Тон следователя был безапелляционен. Я уже знала, что с этого места он не сойдёт, не отступит. Как всегда в этих случаях, ощущение реальности и смысла уплывало. Душевное изнурение переходило в физическую усталость и безразличие.
– Разве можно хотеть прихода Гитлера? – всё ещё отстаивала я своё.
– Говорили. Хотели.
Продолжать тупую перепалку? Эту дурацкую игру? Борьба за своё «нет» показалась вдруг унизительной. Не мужеством вовсе, а трусостью.
– Хотела! Говорила! – выхлестнуло из меня.
– Что хотели? Что говорили? – переспросил следователь.
– Говорила: «Хочу, чтобы пришёл Гитлер!»
– Но вы не хотели этого. И не говорили, – тяжело произнёс он.
Теперь он меня укорял. А только что, за минуту до этого, был глух и непробиваем.
– Не самым худшим образом я вёл этот допрос, Тамара Владиславовна. «Другой», на котором вы настаивали, допрашивал бы вас иначе, – серьёзно и тихо сказал он. – Поймите, запомните: ночью и днём, при любых условиях ответ должен быть один: «Нет!», «Не говорила!». Поняли? Поняли это?

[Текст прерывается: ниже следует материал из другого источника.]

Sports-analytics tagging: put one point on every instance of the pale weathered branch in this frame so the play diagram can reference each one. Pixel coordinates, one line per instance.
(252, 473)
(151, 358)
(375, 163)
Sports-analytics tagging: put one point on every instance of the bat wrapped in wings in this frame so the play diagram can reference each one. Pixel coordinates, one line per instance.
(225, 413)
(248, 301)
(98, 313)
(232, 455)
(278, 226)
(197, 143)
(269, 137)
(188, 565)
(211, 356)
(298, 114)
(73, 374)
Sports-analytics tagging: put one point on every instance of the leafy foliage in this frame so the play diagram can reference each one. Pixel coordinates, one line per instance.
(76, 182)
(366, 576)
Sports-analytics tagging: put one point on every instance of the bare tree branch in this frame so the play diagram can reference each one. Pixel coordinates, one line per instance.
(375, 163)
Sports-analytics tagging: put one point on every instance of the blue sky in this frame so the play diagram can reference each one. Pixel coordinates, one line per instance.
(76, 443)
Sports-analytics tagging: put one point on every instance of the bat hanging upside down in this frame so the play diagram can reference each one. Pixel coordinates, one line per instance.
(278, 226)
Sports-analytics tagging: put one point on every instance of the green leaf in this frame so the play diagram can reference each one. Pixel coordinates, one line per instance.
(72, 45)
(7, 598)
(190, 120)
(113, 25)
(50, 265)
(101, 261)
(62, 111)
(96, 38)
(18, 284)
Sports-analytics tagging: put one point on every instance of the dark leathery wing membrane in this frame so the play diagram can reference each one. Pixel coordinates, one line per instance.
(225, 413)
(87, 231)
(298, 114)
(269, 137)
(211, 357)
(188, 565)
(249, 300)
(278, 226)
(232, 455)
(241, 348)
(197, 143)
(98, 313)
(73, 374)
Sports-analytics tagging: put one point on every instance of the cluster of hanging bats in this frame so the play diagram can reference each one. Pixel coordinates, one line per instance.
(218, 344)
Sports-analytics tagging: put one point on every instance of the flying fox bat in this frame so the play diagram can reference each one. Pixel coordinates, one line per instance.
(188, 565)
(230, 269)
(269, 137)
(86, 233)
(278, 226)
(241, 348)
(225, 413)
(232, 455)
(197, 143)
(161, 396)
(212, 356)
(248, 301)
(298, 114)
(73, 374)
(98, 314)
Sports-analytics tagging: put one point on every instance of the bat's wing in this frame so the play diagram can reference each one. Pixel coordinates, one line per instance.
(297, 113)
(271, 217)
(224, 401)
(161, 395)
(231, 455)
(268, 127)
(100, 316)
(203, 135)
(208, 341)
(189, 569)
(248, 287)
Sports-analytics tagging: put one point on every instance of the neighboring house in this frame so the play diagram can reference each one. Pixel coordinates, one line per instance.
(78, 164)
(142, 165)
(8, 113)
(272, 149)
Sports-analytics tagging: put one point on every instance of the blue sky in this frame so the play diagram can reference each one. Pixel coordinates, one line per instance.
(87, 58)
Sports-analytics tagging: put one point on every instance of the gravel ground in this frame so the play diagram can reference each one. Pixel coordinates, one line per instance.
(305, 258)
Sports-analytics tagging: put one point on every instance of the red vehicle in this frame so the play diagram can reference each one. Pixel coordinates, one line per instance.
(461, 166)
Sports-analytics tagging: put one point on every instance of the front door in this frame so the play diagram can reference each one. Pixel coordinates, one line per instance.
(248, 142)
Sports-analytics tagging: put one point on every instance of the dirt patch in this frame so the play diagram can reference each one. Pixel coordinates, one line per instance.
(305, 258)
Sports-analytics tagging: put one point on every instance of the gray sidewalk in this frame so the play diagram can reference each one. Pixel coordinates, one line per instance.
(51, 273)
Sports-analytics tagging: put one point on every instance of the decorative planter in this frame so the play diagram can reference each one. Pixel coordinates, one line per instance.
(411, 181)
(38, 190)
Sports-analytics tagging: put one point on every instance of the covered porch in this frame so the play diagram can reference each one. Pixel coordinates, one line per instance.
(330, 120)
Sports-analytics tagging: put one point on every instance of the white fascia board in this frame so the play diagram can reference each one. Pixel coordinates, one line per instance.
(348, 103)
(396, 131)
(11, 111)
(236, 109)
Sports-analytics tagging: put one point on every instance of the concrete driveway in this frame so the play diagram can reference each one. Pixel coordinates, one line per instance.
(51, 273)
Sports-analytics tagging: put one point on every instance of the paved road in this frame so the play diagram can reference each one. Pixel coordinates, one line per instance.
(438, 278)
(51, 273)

Что-то я уловила, смутно, не очень чётко: следователь преподал мне урок грамоты сражения. Но зачем он учит меня этому? Арестовать для того, чтобы учить освобождаться? Выходит, вообще жить – значит отбиваться от клеветы, гнусности и тупости? Я так не могла! Не хотела! В ту же ночь с последовательной неумолимостью меня снова вызвали на допрос. И снова следователь был резким, острым как нож. Мне предъявлялось ещё одно обвинение.
– Вот здесь есть показания, что вы говорили, будто в тысяча девятьсот тридцать седьмом году пытали заключённых…
– Да, говорила.
– Но это ложь! – жёстко оборвал следователь.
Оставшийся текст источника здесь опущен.